Two Charged for the Killing of Ecuadorian Prosecutor
Ecuadorian officials accused two suspects on Tuesday for their alleged involvement in the killing of a prosecutor who was investigating cases of violence and drug trafficking in the country.
Edgar Escobar, a prosecutor of the Persons and Guarantees Unit of Guayas, was shining his shoes by his office in Pedro Carbo square in the southwestern port city of Guayaquil on Monday morning, when two armed attackers on a motorcycle shot at him repeatedly.
The bullets fired from a Taurus pistol in front of the La Merced’s prosecutor’s office, killed the 43-year-old public official within minutes.
According to local newspaper El Universo, throughout his career, Escobar dealt with cases of murder, criminal organizations trafficking drugs, and robberies. This year he oversaw the prosecution of eight alleged members of a crime ring for trafficking drugs internationally.
Escobar was also carrying out investigations into the massacres at the Litoral Penitentiary, which killed over 60 inmates last year, and investigated the 2013 murder of journalist Fausto Valdiviezo.
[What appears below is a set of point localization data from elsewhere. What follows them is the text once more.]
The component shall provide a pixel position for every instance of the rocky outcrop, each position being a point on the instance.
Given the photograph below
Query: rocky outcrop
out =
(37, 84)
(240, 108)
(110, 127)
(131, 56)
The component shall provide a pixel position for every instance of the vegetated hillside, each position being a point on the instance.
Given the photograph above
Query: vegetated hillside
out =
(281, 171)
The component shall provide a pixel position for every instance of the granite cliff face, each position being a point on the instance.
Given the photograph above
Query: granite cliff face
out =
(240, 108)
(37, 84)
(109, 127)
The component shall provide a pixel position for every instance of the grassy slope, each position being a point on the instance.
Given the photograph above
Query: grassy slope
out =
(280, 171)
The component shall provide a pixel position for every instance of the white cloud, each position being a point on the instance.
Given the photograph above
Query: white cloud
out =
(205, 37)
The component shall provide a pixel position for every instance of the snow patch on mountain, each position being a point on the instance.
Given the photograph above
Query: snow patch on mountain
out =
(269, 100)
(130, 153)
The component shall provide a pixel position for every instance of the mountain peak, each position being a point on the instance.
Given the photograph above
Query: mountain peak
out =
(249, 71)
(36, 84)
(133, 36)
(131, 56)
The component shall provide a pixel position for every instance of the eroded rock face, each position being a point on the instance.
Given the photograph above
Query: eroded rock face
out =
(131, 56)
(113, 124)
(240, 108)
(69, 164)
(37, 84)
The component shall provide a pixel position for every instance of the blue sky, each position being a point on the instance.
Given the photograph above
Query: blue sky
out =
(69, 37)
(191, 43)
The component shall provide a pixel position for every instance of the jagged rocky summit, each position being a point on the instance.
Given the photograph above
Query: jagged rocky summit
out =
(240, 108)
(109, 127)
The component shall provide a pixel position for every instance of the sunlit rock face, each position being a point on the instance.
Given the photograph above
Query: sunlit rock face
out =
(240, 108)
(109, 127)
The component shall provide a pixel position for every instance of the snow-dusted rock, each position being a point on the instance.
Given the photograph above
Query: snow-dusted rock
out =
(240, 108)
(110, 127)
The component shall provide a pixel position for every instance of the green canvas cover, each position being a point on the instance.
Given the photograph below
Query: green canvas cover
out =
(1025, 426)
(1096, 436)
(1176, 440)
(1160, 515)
Shortly after the violent attack in broad daylight, two youths, aged 19 and 16, were arrested by the police on the steps of the vibrant Santa Ana hill. The judge ordered preventive detention for the 19-year-old, transferring him to the Center for Social Rehabilitation of Men in the outskirts of Guayaquil; and the the latter perpetrator was transferred to the Center for Adolescent Offenders in Guayaquil for preventive internment, according to Tuesday’s press release by the Prosecutor’s Office.
“I am deeply outraged by this new murder of a fellow prosecutor, the third so far this year,” said Diana Salazar, Attorney General of the State. “The actions of delinquency will not stop the work of the Prosecutor's Office to combat crime in our country. We demand guarantees and security to carry out our work.”
In May, two prosecutors, Luz Marina Delgado and Jefferson Mendoza, were shot dead, likely by contract killers, in Manabi, a coastal province where international drug trafficking networks operate.
This is not a novelty, however. Since 2019, “at least 45 judges have received threats and intimidation through letters, funeral bouquets, dead animals, messages and phone calls, among other forms of intimidation,” said local media outlet La Hora, relying on information from the Ecuadorian judiciary council.
Protection measures were ordered for Escobar’s relatives at the request of the Prosecutor's Office.
Just last week, the Ecuadorian government extended a month-long state of emergency in Guayaquil, after a bombing which killed 17 people - marking the fourth emergency measure declared in Ecuador’s second largest city.
The coastal city has seen an exponential rise in gang related violence and murders as rival criminal groups battle for dominance in the cocaine trafficking route.
Sandwiched between the world’s two biggest cocaine producers, Peru and Colombia, Ecuador ranks third in the world for the amount of drugs seized according to the United Nations' latest World Drug Report; and Guayaquil has become one of the main departure points for cocaine shipments to the United States and Europe.